Motivations: His Robot Wife: A Great Deal of Patience

After writing Patience is a Virtue, I decided I wouldn’t write another robot book unless I had a story.  I finally thought of one and planned out a trilogy of books.  The first book was A Great Deal of Patience, and I think it is by far the best of the series.

As so often, I started writing and got side-tracked several times.  I stopped for about two months and wrote The Dragon’s Choice, but left it unedited to return to Patience.  It was finally done and I published it in 2017.  That sounds like a long time ago, but in my mind, I just finished that book.  It continues to sell well and I get more positive emails and comments about it than any other book.

Motivations: His Robot Girlfriend: Charity

HRG CharityI had been working on an outline for the next robot book, which I planned on calling His Robot Wife: A Great Deal of Patience.  While I was doing that, I came up with a plot line that I wanted to write about.  This probably grew out of my frustrations with writing Kanana the Jungle Girl, which I had been trying to finish, but couldn’t quite, and which also had a similar plot line woven into it.

I could have written this plot in any number of ways– made it an entirely new story or a space opera story.  Knowing that people were clamoring for a new robot book, I decided to go that way.  Of course the story didn’t fit with Patience and Mike, so I created Charity and Dakota.  I decided to throw a bit of the back story that I had been working on for A Great Deal of Patience, along with a cameo by Mike, and there is a quick little book.  As I mentioned the other day, it took me only forty-two days to write.

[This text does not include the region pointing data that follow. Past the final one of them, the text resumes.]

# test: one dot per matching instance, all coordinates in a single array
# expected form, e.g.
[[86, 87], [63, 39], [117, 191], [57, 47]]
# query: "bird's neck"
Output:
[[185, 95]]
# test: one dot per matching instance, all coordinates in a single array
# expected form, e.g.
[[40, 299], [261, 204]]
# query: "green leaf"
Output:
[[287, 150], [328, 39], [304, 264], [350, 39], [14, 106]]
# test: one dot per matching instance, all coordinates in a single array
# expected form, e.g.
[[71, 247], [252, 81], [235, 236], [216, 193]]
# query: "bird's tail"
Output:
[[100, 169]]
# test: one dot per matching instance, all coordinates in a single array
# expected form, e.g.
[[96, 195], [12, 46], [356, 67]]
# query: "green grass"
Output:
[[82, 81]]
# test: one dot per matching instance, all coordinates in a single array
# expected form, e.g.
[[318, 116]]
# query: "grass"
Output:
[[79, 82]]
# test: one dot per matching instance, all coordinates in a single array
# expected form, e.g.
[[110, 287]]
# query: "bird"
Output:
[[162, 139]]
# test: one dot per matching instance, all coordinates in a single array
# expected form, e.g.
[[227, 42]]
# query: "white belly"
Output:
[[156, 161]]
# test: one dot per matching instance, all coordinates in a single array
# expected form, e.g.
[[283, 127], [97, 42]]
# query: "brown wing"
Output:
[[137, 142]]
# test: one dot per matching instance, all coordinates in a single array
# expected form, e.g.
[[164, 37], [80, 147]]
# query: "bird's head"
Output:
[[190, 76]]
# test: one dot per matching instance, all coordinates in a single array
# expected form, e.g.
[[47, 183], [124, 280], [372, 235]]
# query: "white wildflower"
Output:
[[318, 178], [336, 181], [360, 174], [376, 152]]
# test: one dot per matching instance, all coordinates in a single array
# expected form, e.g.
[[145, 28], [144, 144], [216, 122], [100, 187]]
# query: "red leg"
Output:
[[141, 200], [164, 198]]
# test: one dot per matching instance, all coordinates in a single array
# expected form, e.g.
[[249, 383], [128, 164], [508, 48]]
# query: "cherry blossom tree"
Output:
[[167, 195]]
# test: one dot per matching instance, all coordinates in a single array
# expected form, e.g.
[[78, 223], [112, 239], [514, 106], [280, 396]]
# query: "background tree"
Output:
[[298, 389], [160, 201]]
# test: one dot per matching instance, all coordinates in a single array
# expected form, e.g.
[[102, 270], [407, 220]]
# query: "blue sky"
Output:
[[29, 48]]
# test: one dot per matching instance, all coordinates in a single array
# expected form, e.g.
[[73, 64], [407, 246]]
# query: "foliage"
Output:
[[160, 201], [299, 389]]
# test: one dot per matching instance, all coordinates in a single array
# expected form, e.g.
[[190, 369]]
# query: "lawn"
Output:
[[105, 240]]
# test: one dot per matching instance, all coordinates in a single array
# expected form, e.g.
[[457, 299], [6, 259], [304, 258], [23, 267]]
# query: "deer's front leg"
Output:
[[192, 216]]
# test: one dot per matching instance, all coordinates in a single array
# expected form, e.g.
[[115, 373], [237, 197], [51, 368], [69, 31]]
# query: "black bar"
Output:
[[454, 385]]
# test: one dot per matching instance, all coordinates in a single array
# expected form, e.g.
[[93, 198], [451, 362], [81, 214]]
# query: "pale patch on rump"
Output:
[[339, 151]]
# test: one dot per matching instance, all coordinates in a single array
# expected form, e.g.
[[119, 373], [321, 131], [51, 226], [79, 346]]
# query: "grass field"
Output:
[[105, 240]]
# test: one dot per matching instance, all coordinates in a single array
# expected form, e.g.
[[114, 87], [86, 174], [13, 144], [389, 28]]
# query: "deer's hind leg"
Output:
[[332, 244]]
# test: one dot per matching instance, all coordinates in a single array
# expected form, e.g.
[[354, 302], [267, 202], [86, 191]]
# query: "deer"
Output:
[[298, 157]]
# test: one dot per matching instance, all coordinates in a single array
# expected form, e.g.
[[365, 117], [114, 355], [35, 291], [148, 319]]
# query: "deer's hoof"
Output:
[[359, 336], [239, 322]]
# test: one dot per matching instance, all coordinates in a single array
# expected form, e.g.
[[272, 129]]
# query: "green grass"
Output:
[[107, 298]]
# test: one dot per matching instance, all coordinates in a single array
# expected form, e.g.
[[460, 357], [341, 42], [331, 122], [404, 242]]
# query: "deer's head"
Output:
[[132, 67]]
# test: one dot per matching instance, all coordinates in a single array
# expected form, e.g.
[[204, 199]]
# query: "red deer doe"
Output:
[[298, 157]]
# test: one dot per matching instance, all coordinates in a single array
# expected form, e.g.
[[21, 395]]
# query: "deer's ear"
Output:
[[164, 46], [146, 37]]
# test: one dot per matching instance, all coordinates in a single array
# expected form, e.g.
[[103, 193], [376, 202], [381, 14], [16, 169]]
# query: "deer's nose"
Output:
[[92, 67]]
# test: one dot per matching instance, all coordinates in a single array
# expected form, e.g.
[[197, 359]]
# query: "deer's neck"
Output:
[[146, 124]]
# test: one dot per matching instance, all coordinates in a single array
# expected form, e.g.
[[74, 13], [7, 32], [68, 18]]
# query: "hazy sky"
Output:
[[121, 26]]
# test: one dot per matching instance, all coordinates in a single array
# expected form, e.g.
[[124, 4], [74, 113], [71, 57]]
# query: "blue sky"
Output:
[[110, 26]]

A Great Deal of Patience ended up changing a lot, because much of what I had originally planned was in Charity.  That’s really worked out well, because I can move the plot along without having to worry about doling out background tidbits.  The story has to be able to stand on its own though and I think it does.  Both Dakota and Charity will appear in the new book, especially Charity, as this is a much more robot-centered story and less human-centered.  Watch this space for more information on the upcoming books in the series.

Motivations: His Robot Wife

His Robot Wife was written for entirely different reasons than any other book I’ve written.  All the other books (with maybe the exception of His Robot Girlfriend) were written because I thought I had a great story to tell and I wanted to tell it.  You could say that I wrote His Robot Wife for money, though that’s not entirely accurate.  I priced it an 99 cents even though I could have made more by pricing it higher.  I wrote it because I knew it would sell.

I publish His Robot Girlfriend in 2008, and it has been downloaded hundreds of thousands of times.  Many people wrote and asked for a sequel.  This was a big deal for me.  But I didn’t have a story.  As far as I was concerned, the story of Mike and Patience was over.  Still, people kept asking.  It took me three years to come up with a story for them, and I think it’s probably my weakest plot (but HRG wasn’t popular for its plot, but rather its characters anyway).  So in 2011 I wrote His Robot Wife.  It is short, at 28,000 words, but it went easily enough, and as it turned out, it has sold more copies than all my other books put together.

 

 

Motivations: His Robot Girlfriend

His Robot Girlfriend is Free on iBooksIt was 2008, and I had just finished writing the first draft of a massive fantasy novel that I was calling The Steel Dragon. This would eventually become The Voyage of the Minotaur, The Drache Girl, and The Two Dragons. I printed up 10 copies and handed them out to friends to read and edit over the summer. Each one was a 4″ thick notebook. I had also just self-published Princess of Amathar.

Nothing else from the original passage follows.